You're right - that was assuming similar architecture to that of Fermi, where biggest differences are made for DP purposes, and gaming wise it would stay more or less the same - of course counts scaled up due process shrink.
But it's quite clear that when one speculates "1024 shaders" he's not going to think nV will suddenly have, say, 1024 VLIW4 shaders similar to those in Cayman or something, but continue on the same scalar route as before, where the single "CUDA core" will stay quite similar to that of Fermi.
It doesn't make a whole lot difference in today's GPU world if you call ALUs vector units or "scalar" (which they aren't anyway in the strict CPU sense). IHVs are always looking to take advantage as much as possible of low hanging fruit and I don't see why NV wouldn't want to consider any efficiency oriented changes unless someone considers NV's ALUs as "perfect".
Only things I've seen so far being suggested as major change is removing the hotclock, which would allow nVidia to do smaller chips to my understanding (with same cuda core counts), but at the same time they would be slower units too.
So only removing the hotclock and increasing by an equivalent amount SPs and in extension SMs and the job is done?
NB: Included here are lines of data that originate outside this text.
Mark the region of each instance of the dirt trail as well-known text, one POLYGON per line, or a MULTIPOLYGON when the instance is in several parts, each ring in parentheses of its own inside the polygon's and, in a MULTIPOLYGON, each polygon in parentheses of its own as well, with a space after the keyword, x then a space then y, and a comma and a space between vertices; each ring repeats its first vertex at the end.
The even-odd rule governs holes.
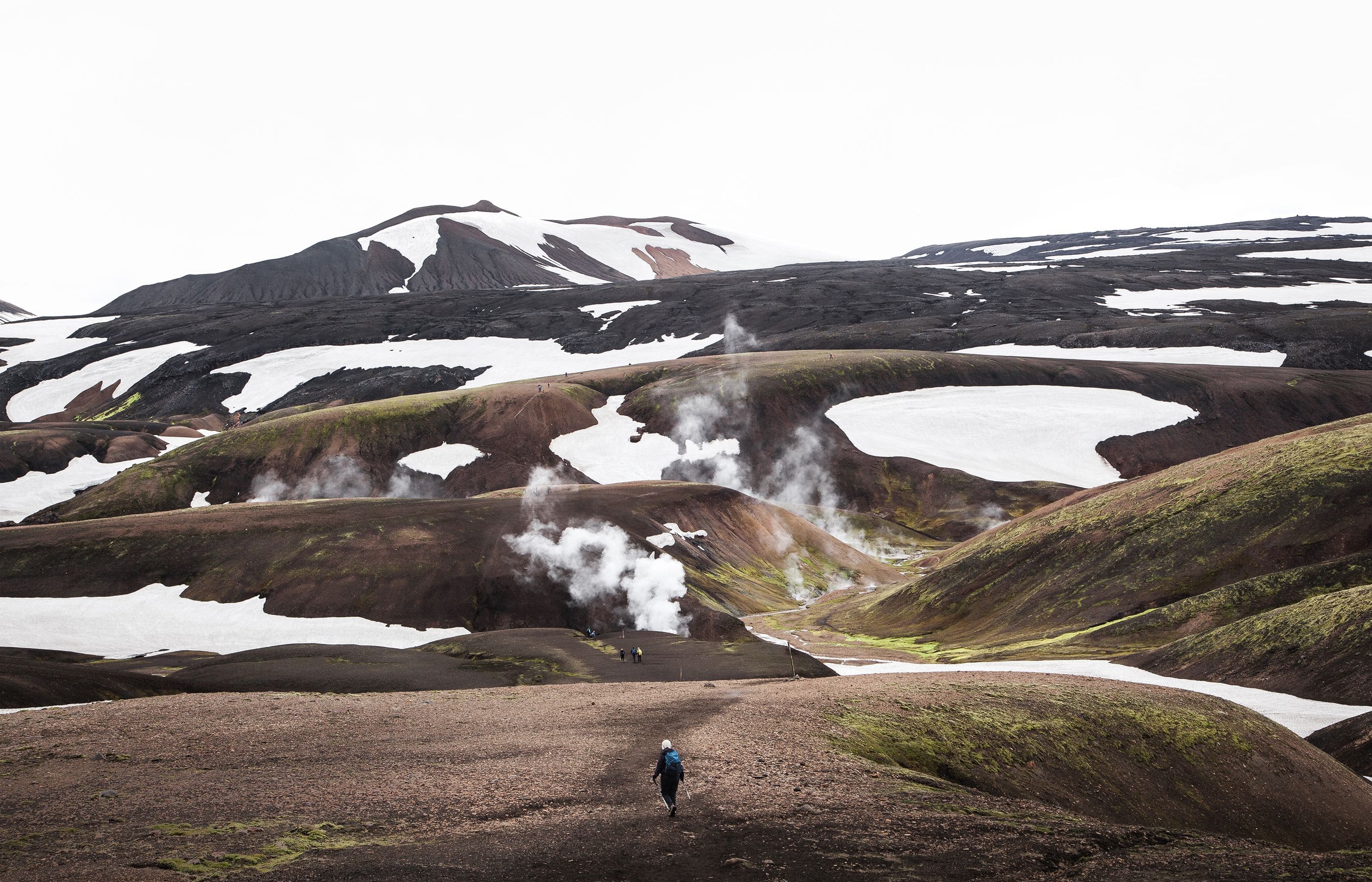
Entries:
MULTIPOLYGON (((1015 678, 1033 679, 1004 679, 1015 678)), ((276 861, 273 879, 380 882, 1332 879, 1372 867, 912 790, 826 739, 836 697, 855 689, 866 686, 188 694, 18 713, 0 717, 0 868, 117 882, 255 878, 276 861), (676 819, 649 780, 663 738, 687 768, 676 819)))

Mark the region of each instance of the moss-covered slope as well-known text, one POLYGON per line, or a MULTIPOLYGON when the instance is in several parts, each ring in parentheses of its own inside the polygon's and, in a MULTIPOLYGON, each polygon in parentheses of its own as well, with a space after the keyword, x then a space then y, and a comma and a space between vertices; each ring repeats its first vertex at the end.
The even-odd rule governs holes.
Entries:
POLYGON ((967 787, 1115 823, 1297 848, 1372 842, 1365 782, 1218 698, 985 674, 892 678, 851 691, 836 697, 833 743, 908 770, 926 793, 967 787))
POLYGON ((1372 704, 1372 586, 1321 594, 1122 661, 1303 698, 1372 704))
MULTIPOLYGON (((937 571, 845 630, 1024 649, 1365 551, 1369 453, 1372 418, 1354 417, 1083 491, 952 549, 937 571)), ((1356 569, 1360 560, 1343 565, 1356 569)), ((1314 591, 1320 575, 1295 582, 1314 591)), ((1281 597, 1255 583, 1244 591, 1225 602, 1265 608, 1281 597), (1270 604, 1257 599, 1265 591, 1270 604)), ((1173 635, 1162 628, 1157 639, 1173 635)))

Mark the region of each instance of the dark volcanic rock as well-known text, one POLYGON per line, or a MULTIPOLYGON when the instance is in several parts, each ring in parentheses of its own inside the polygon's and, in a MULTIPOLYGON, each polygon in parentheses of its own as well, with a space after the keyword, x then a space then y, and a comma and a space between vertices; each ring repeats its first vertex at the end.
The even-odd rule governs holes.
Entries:
POLYGON ((397 395, 442 392, 456 390, 480 373, 480 369, 468 370, 466 368, 445 368, 442 365, 431 368, 348 368, 307 380, 262 410, 266 413, 281 407, 332 401, 351 405, 395 398, 397 395))
POLYGON ((188 687, 159 676, 102 671, 89 664, 0 653, 0 708, 174 695, 188 687))

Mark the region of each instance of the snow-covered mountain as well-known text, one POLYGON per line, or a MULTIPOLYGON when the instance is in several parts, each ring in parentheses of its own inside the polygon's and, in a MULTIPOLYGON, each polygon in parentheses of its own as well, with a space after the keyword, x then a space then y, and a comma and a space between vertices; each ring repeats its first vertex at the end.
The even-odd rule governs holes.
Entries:
POLYGON ((901 257, 921 266, 1014 272, 1073 261, 1148 257, 1179 251, 1216 251, 1222 257, 1243 258, 1367 262, 1372 261, 1372 218, 1292 217, 1210 226, 1135 228, 984 239, 923 246, 901 257))
POLYGON ((182 303, 567 287, 831 261, 675 217, 520 217, 490 202, 427 206, 284 258, 143 285, 103 314, 182 303))

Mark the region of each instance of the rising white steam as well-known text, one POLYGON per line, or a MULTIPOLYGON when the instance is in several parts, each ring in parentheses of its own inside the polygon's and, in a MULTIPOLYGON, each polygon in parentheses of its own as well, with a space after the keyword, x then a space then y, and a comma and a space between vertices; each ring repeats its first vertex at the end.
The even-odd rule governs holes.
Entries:
POLYGON ((619 527, 593 520, 558 529, 556 524, 535 520, 505 540, 530 564, 565 584, 573 601, 590 604, 623 597, 635 628, 689 634, 678 602, 686 594, 686 568, 671 556, 638 547, 619 527))
POLYGON ((724 315, 724 351, 733 355, 734 353, 752 353, 757 350, 757 337, 748 332, 734 314, 730 313, 724 315))
POLYGON ((295 483, 281 480, 276 470, 258 475, 248 490, 248 502, 277 502, 280 499, 354 499, 358 497, 434 498, 442 484, 434 476, 417 472, 395 472, 384 484, 372 480, 366 469, 353 457, 339 454, 314 462, 295 483))

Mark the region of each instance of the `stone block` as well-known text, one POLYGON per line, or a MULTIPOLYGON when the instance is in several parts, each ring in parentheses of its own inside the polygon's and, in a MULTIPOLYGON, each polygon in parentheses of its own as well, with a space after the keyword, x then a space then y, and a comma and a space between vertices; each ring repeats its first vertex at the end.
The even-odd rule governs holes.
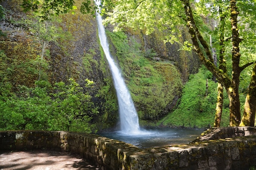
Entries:
POLYGON ((233 160, 239 160, 240 159, 239 150, 238 148, 232 148, 230 149, 231 157, 233 160))
POLYGON ((199 169, 209 168, 207 158, 202 158, 199 159, 197 166, 199 169))

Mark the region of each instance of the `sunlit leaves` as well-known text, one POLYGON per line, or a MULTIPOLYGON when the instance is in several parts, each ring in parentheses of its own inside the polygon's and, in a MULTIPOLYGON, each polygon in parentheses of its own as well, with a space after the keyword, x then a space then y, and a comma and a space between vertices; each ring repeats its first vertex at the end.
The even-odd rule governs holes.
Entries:
MULTIPOLYGON (((183 16, 178 1, 118 0, 114 4, 113 10, 106 13, 108 16, 104 22, 114 25, 114 31, 130 27, 145 31, 146 34, 149 34, 158 28, 169 32, 169 35, 179 34, 179 25, 183 22, 183 16)), ((175 36, 166 38, 168 41, 175 36)))

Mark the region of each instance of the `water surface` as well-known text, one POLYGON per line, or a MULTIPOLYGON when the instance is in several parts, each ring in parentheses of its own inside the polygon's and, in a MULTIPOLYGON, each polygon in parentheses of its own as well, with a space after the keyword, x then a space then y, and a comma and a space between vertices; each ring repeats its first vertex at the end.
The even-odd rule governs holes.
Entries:
POLYGON ((145 149, 188 143, 204 131, 202 129, 145 128, 137 133, 122 131, 104 132, 98 134, 145 149))

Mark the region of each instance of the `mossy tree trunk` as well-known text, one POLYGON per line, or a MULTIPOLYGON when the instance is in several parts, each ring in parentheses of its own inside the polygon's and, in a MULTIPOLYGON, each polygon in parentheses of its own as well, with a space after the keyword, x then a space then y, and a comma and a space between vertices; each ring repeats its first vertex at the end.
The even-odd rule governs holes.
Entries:
MULTIPOLYGON (((222 9, 221 7, 219 8, 219 12, 220 14, 220 29, 221 30, 221 34, 220 35, 220 50, 219 54, 219 68, 223 71, 223 72, 227 73, 227 68, 226 61, 224 59, 225 53, 225 44, 224 44, 224 28, 225 25, 226 15, 223 13, 222 9)), ((221 82, 219 81, 218 83, 218 96, 217 102, 216 103, 216 111, 215 112, 215 118, 214 121, 214 127, 220 127, 221 116, 222 115, 222 111, 223 108, 223 86, 221 82)))
POLYGON ((226 72, 218 68, 214 63, 207 42, 201 36, 194 19, 193 13, 189 0, 180 0, 186 14, 187 27, 191 35, 194 51, 198 54, 201 62, 212 73, 219 81, 225 87, 229 99, 230 126, 239 126, 241 122, 240 102, 239 101, 239 76, 241 72, 246 67, 252 64, 247 63, 242 67, 239 66, 241 54, 239 53, 239 43, 241 39, 239 38, 237 27, 237 17, 239 14, 236 7, 236 0, 230 1, 230 19, 232 26, 232 74, 229 78, 226 72), (199 43, 202 45, 205 53, 204 55, 199 43))
POLYGON ((240 126, 254 126, 256 114, 256 62, 254 62, 240 126))
POLYGON ((220 83, 218 83, 218 96, 216 103, 216 112, 214 127, 219 127, 221 125, 221 115, 223 108, 223 86, 220 83))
I wish things would be as simple and while not impossible, you might not want to go that route in order to not hit a couple of brickwalls.
Let's do some speculative math:
Tesla M2050 515 GFLOPs DP @238W = 2.16 FLOPs/W
2.16 FLOPs * 3x = 6.49 FLOPs/W
225W * 6.49 = 1460 GFLOPs DP
In other words a Kepler Tesla could have 2921 GFLOPs SP.
Since Tesla boards are clocked typically lower than high end desktop SKUs in the above case it wouldn't be awkward if the high end GPU would reach 3.5 TFLOPs. In order to reach that rate with 1024 SPs you'd need a frequency of roughly 1.75GHz, which is anything but skipping the hotclock but rather increasing it. So in order to reach those hypothetical 3.5 TFLOPs the speculative math gave us at a frequency of 1GHz you'd need 1792 SPs to reach and even worse the lower the core frequency the higher obviously the SP amount.
And that's not even the entire story for such a puzzle: how many GPCs or else raster/trisetup units? how many SMs or clusters per GPC? how many stream processors per SM/cluster exactly? etc etc. Because if they'd to sustain the current Fermi SM scheme of 2*16/SM they'd need 56 SMs for a theoretical 1792SP count which sounds at least to me like a damn long distance for GPUs even of the 28nm generation.
By the way if NV chose a target frequency for Kepler that isn't below 1GHz like Tahiti, but quite a bit higher they might have done some "half-manual" layout of some sorts for units like TMUs/ROPs since those aren't necessarily all that tolerant to very high frequencies, otherwise GPUs would clock at beyond 1.5GHz for a long time now.
I'd love to stand corrected but the whole thing doesn't sound all that simple to me and not it can't obviously just equal getting rid of the hotclock and job done.